I remember one kid who had done so much acid, he kept seeing things in his peripheral vision that weren’t there well after his detox. Part of his personal history was abuse at the hands of a parent who thought a good punishment was to put him in the oven and turn it on to teach him a lesson.

I remember a young lady who shined until the day came that she was to leave and return to her parents ... the same parents who had used her in satanic rituals when she was small. On the day of her discharge, she put on dark clothes, dark makeup and left to go back to what she called “that dark world”.

By day. I worked with really messed up kids. In the evenings, my wife and I worked with kids as volunteers with YoungLife ministries. At some point, I realized that within our YoungLife kids, there were just as many problems as there were in the lives of my treatment center kids. The ones at the treatment center were the ones who were getting help for it.

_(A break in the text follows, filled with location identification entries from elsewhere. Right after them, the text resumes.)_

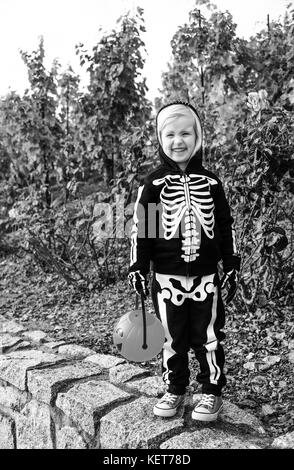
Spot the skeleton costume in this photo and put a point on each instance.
(182, 223)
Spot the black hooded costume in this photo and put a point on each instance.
(182, 223)
(204, 211)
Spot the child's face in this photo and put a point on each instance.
(179, 140)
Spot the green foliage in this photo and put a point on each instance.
(64, 151)
(244, 91)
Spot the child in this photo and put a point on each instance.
(192, 233)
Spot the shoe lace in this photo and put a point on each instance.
(207, 400)
(169, 398)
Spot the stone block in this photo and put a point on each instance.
(53, 344)
(36, 336)
(86, 402)
(285, 441)
(44, 384)
(10, 326)
(13, 398)
(14, 366)
(134, 426)
(69, 438)
(106, 361)
(152, 386)
(209, 439)
(7, 341)
(124, 372)
(232, 414)
(33, 427)
(74, 351)
(7, 430)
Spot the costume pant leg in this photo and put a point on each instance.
(174, 315)
(192, 314)
(207, 318)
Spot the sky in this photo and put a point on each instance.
(65, 23)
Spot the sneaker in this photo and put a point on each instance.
(208, 408)
(167, 406)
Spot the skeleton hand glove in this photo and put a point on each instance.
(230, 281)
(139, 283)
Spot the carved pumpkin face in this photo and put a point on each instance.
(128, 336)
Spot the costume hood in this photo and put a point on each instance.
(185, 109)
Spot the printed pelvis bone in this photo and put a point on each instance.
(187, 200)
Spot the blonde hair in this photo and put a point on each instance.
(175, 111)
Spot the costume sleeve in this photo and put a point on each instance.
(231, 259)
(141, 244)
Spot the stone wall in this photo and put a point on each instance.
(63, 396)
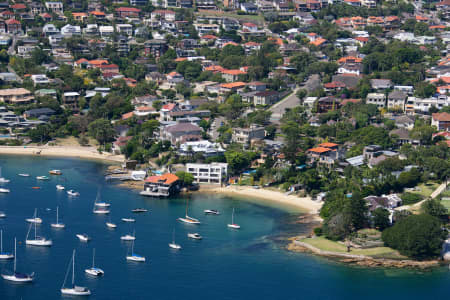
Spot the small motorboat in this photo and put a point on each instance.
(101, 211)
(135, 257)
(74, 290)
(233, 225)
(94, 271)
(129, 220)
(194, 236)
(73, 193)
(83, 237)
(128, 237)
(174, 245)
(111, 225)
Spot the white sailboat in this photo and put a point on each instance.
(57, 224)
(38, 240)
(233, 225)
(174, 245)
(34, 219)
(187, 219)
(4, 255)
(18, 277)
(129, 237)
(74, 290)
(94, 271)
(2, 179)
(134, 256)
(100, 207)
(83, 237)
(110, 224)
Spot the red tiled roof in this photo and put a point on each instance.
(167, 178)
(319, 150)
(127, 9)
(445, 117)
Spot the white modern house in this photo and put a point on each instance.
(213, 173)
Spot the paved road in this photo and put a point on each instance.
(279, 108)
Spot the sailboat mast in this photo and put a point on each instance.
(73, 268)
(15, 254)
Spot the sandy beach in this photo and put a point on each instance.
(62, 151)
(304, 203)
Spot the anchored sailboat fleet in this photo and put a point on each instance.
(4, 255)
(38, 240)
(16, 276)
(188, 219)
(94, 271)
(57, 224)
(135, 257)
(74, 290)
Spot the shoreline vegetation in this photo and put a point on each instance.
(62, 151)
(373, 257)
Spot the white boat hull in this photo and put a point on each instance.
(34, 220)
(41, 243)
(83, 238)
(6, 256)
(128, 220)
(101, 212)
(188, 221)
(95, 271)
(174, 246)
(17, 279)
(75, 292)
(58, 225)
(111, 225)
(234, 226)
(136, 258)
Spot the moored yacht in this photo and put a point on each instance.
(38, 240)
(83, 237)
(135, 257)
(4, 255)
(15, 276)
(94, 271)
(35, 218)
(57, 224)
(194, 236)
(74, 290)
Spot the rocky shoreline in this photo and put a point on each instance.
(362, 260)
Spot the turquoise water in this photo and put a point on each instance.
(226, 264)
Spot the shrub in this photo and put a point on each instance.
(417, 236)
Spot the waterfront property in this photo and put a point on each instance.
(161, 186)
(214, 173)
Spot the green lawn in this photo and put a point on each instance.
(327, 245)
(426, 189)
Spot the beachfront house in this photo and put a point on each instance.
(161, 186)
(213, 173)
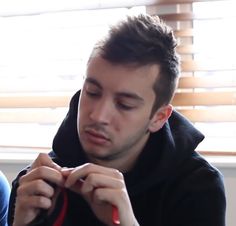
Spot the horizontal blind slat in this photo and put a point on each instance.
(204, 98)
(206, 82)
(35, 101)
(210, 114)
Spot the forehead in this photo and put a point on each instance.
(119, 77)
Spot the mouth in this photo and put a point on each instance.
(96, 137)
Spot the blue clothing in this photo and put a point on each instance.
(4, 199)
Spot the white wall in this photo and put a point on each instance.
(228, 170)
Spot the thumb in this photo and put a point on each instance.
(43, 159)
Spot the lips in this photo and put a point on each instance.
(96, 137)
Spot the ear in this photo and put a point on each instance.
(160, 117)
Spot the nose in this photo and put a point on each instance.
(102, 111)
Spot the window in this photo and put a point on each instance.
(207, 89)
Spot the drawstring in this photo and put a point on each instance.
(60, 219)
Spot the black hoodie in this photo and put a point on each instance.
(170, 184)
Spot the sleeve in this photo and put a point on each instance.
(199, 200)
(4, 199)
(57, 217)
(11, 208)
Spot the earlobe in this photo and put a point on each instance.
(160, 117)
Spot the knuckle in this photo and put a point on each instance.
(89, 166)
(118, 174)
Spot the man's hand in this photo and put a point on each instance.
(35, 192)
(103, 188)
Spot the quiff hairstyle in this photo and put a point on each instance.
(144, 40)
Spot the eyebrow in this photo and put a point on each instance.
(118, 94)
(94, 82)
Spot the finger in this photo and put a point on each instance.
(66, 171)
(45, 173)
(120, 203)
(36, 187)
(83, 171)
(95, 180)
(34, 201)
(43, 159)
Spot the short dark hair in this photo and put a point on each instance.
(143, 40)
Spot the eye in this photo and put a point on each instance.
(92, 93)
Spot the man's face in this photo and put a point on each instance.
(114, 109)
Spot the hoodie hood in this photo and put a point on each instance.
(164, 152)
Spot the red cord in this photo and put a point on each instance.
(59, 221)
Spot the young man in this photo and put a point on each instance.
(122, 155)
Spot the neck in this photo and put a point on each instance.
(124, 162)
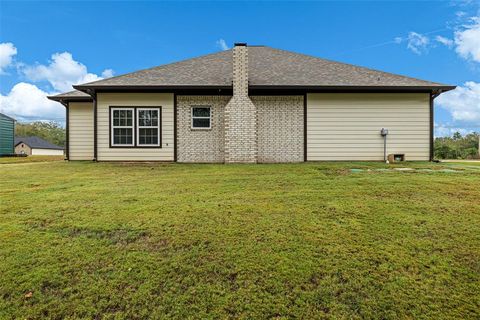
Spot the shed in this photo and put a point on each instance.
(36, 146)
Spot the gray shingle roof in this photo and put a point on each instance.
(268, 67)
(36, 142)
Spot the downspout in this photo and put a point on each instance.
(94, 95)
(67, 135)
(433, 95)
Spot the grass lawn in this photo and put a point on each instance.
(315, 240)
(29, 159)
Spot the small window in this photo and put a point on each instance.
(148, 127)
(201, 117)
(122, 127)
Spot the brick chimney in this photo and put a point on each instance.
(240, 113)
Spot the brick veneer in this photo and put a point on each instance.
(240, 114)
(201, 145)
(280, 128)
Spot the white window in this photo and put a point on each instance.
(201, 117)
(148, 127)
(122, 126)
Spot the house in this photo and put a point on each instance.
(35, 146)
(7, 132)
(251, 104)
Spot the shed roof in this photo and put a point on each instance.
(36, 143)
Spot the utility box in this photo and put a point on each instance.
(397, 157)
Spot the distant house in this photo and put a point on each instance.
(7, 129)
(36, 146)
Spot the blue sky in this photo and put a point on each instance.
(47, 46)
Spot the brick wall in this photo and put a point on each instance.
(280, 128)
(240, 114)
(201, 145)
(243, 129)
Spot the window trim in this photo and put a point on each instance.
(196, 117)
(138, 127)
(113, 127)
(135, 127)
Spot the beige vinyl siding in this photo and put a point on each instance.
(346, 126)
(80, 130)
(163, 100)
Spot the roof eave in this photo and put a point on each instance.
(65, 100)
(89, 89)
(313, 88)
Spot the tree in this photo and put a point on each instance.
(50, 131)
(457, 147)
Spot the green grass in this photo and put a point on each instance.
(131, 241)
(29, 159)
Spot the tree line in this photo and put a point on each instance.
(457, 146)
(49, 131)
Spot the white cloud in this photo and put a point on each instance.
(222, 44)
(463, 103)
(467, 41)
(445, 41)
(445, 130)
(417, 43)
(62, 72)
(27, 102)
(7, 51)
(107, 73)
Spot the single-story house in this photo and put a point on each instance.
(35, 146)
(251, 104)
(7, 132)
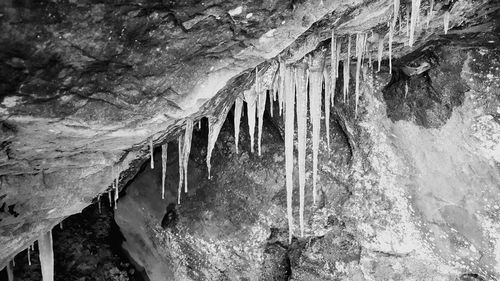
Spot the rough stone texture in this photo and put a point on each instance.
(85, 85)
(410, 202)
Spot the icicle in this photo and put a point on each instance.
(391, 34)
(10, 272)
(446, 19)
(380, 52)
(429, 13)
(29, 255)
(395, 12)
(415, 10)
(181, 170)
(400, 22)
(186, 150)
(164, 149)
(116, 192)
(333, 68)
(151, 148)
(214, 127)
(368, 53)
(328, 93)
(250, 98)
(315, 111)
(46, 256)
(110, 200)
(281, 89)
(407, 21)
(301, 93)
(261, 107)
(238, 106)
(99, 203)
(345, 70)
(289, 132)
(360, 41)
(347, 63)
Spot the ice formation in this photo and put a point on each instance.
(164, 149)
(289, 96)
(214, 126)
(446, 19)
(334, 63)
(46, 256)
(415, 10)
(391, 34)
(360, 46)
(301, 94)
(380, 52)
(315, 81)
(251, 99)
(186, 149)
(151, 148)
(261, 107)
(181, 170)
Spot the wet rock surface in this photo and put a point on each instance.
(87, 247)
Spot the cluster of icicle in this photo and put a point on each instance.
(46, 255)
(287, 84)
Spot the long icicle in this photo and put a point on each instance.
(429, 14)
(110, 199)
(348, 66)
(214, 126)
(407, 20)
(289, 132)
(328, 94)
(186, 150)
(380, 52)
(333, 68)
(10, 272)
(115, 184)
(261, 107)
(29, 255)
(446, 19)
(251, 100)
(415, 10)
(151, 148)
(301, 93)
(395, 15)
(164, 149)
(46, 254)
(238, 107)
(345, 71)
(360, 46)
(391, 34)
(315, 79)
(181, 170)
(281, 88)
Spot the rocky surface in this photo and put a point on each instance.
(85, 85)
(401, 199)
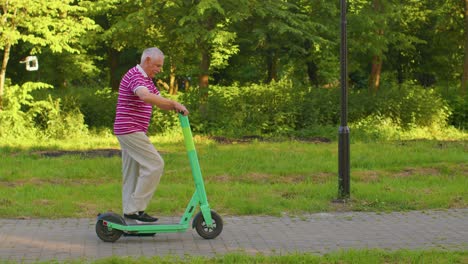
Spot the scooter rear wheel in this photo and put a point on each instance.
(202, 228)
(106, 234)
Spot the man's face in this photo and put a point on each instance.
(153, 66)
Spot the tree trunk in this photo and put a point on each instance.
(204, 69)
(6, 57)
(272, 67)
(312, 72)
(374, 81)
(173, 87)
(113, 65)
(464, 83)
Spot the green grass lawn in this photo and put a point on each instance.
(266, 178)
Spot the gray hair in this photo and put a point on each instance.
(152, 53)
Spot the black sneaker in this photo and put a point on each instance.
(141, 216)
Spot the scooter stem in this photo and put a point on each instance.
(195, 166)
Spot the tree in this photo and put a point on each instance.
(377, 26)
(56, 24)
(464, 83)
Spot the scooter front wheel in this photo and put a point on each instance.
(105, 233)
(202, 228)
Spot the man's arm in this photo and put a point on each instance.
(159, 101)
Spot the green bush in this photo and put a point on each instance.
(25, 117)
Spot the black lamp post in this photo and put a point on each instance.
(343, 143)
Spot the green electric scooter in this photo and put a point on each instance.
(111, 226)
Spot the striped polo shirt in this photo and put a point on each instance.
(132, 114)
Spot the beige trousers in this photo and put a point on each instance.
(142, 167)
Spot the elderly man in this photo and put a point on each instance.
(142, 166)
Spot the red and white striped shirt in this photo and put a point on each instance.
(132, 113)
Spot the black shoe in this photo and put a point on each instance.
(141, 216)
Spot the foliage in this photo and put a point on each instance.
(24, 117)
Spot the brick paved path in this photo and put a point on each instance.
(64, 239)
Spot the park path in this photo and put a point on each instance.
(67, 239)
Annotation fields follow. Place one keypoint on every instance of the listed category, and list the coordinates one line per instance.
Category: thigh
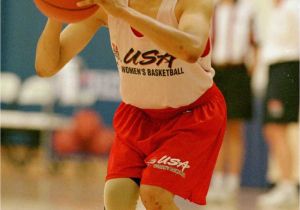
(120, 194)
(184, 162)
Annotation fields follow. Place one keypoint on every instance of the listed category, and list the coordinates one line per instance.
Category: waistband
(171, 112)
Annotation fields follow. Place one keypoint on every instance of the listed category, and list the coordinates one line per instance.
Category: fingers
(86, 3)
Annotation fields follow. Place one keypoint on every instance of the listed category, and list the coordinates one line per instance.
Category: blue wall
(21, 26)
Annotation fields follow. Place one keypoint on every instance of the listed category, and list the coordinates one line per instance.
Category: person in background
(281, 53)
(233, 42)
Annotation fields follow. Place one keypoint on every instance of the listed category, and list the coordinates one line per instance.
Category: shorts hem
(165, 186)
(121, 176)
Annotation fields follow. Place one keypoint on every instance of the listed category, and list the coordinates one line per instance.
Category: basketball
(65, 11)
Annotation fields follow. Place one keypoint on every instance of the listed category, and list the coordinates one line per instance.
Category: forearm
(48, 49)
(180, 44)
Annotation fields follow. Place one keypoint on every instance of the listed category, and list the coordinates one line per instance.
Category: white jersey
(151, 78)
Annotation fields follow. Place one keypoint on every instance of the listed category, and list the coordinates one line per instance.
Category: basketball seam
(69, 9)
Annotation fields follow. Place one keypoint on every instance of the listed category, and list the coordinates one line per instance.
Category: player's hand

We chose then to move to full-time ministry with YoungLife and to focus not on healing kids from the outside in, but the inside out. For the next seven years, we followed that calling with wonderful and often hilarious times.

But amid all the smiles, there were moments that rattled our cage as kids would let us in on their traumas and troubles. My wife had a girl tell her about her suicidal thoughts, leaving her no choice but to talk to her parents, after which the girl wouldn’t talk to her again. But she was alive.

I once had kids let me know that they had been getting drunk at a friend’s house. It was the friend’s mom who supplied the alcohol and partied with them. I confronted it, after which some of those kids wouldn’t talk with me. But the drunken parties stopped.

We knew we had to love them enough to be willing to make them mad at us. We had to love them enough to be willing to go into their situations with every intent to do what it took to get them out.

As significant as those experiences were, they don’t hold a candle to the level of depravity, and evil, that is perpetrated on kids every day. We are in an epidemic of evil.

There are certainly overt attempts to co-opt our kids. But the covert activity must also be addressed, and it has reached levels previously unheard of. Perpetrators have honed the use of social media, online chat rooms and even video games to gain access to our kids. It is not enough anymore to simply watch out for the creepy guy who hangs out by the park. Evil finds its way into our homes, and in my experience, the evil was often already somewhere in the house.

The FBI estimates that at any given time, 750,000 child predators are online trying to find a way to violate our kids' innocence.

Operation Underground Railroad, an organization committed to rescuing kids from trafficking, cites a UN study that says human trafficking is the second largest illicit industry in the U.S., behind only the drug trade.

The National Center for Missing and Exploited Children received more than 19,000 reports of child sex trafficking from all 50 states in 2022 alone.

Globally, more than 10 million innocent kids are forced into a desperate existence of pornography, prostitution or forced labor. The Fultondale PD proved the problem is not “out there”, it is here.

Evil does not stop. It does not take rest breaks or go on vacation. Evil is at work 24/7, and it wants our kids — and it is here in our backyard.

Jesus told us in Matthew 25 that “whatever you did for one of the least of these…you did for Me.” These are our kids. We have to love them enough to be willing to make them mad, or to make ourselves uncomfortable. If, as a society, we sit idly by and allow perpetrators to operate unabated, then we will have failed as a society.

Phil Williams is a former state senator from District 10 (which includes Etowah County), retired Army colonel and combat veteran, and a practicing attorney. He previously served with the leadership of the Alabama Policy Institute in Birmingham. He currently hosts the conservative news/talk show Rightside Radio on multiple channels throughout north Alabama. The views expressed are his own.